- Born: Adam Goldstein
- Education: University of Florida (BS); New York University Stern School of Business (MBA);
- Occupations: Entrepreneur; executive;
- Years active: 2005–present
- Employer: Archer Aviation
- Title: Chief executive officer and chairman
- Board member of: Museum of American Finance

= Adam Goldstein (technology executive) =

American entrepreneur

Adam Goldstein is an American entrepreneur and executive in the aviation and technology sectors.

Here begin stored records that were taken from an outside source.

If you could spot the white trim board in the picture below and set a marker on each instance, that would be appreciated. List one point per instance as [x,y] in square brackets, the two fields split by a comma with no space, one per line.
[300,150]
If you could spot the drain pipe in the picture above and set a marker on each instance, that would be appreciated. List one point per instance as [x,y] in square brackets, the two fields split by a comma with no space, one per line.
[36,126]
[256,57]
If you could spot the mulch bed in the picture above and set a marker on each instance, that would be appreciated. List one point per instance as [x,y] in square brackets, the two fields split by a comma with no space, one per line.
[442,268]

He is the co-founder of Archer Aviation, a company developing electric vertical takeoff and landing aircraft, where he has been chief executive officer and chairman since 2018.

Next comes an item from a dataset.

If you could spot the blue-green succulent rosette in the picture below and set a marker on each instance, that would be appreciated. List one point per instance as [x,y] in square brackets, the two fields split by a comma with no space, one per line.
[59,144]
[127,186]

== Early life and education ==
Goldstein completed a Bachelor of Science degree at the University of Florida and later received a Master of Business Administration from the New York University Stern School of Business.

== Career ==
Goldstein co-founded Vettery, Inc. in 2012 and was chief executive officer until 2019. The company operated in recruitment and hiring technology and was acquired by the Adecco Group in February 2018 for a reported $100M. Vettery raised less than $10 million in funding prior to its acquisition.

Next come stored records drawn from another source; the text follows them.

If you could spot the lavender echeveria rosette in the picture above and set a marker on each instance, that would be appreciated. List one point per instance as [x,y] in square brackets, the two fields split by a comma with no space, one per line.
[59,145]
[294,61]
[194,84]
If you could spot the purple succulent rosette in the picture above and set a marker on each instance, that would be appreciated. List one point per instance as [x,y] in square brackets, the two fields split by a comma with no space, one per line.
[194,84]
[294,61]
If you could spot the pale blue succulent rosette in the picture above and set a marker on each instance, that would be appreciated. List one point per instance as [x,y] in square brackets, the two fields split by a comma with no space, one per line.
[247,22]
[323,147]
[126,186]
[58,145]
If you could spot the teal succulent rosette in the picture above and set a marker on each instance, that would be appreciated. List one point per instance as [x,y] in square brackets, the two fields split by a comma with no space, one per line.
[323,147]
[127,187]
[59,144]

In 2018, Goldstein co-founded Archer Aviation, Inc., which develops electric vertical takeoff and landing (eVTOL) aircraft, where he is chief executive officer and chairman. Archer was publicly listed on the New York Stock Exchange in 2021.

Goldstein was previously employed as a senior analyst at Cedar Hill Capital Partners from 2005 to 2009, a portfolio manager at Plural Investments from 2009 to 2019, and associated with Minetta Lane Capital Partners as a co-managing partner between 2011 and 2012. He has held executive roles at Mission Archery, Inc. from 2018 to 2020 and been on the Board of Trustees of the Museum of American Finance since 2013.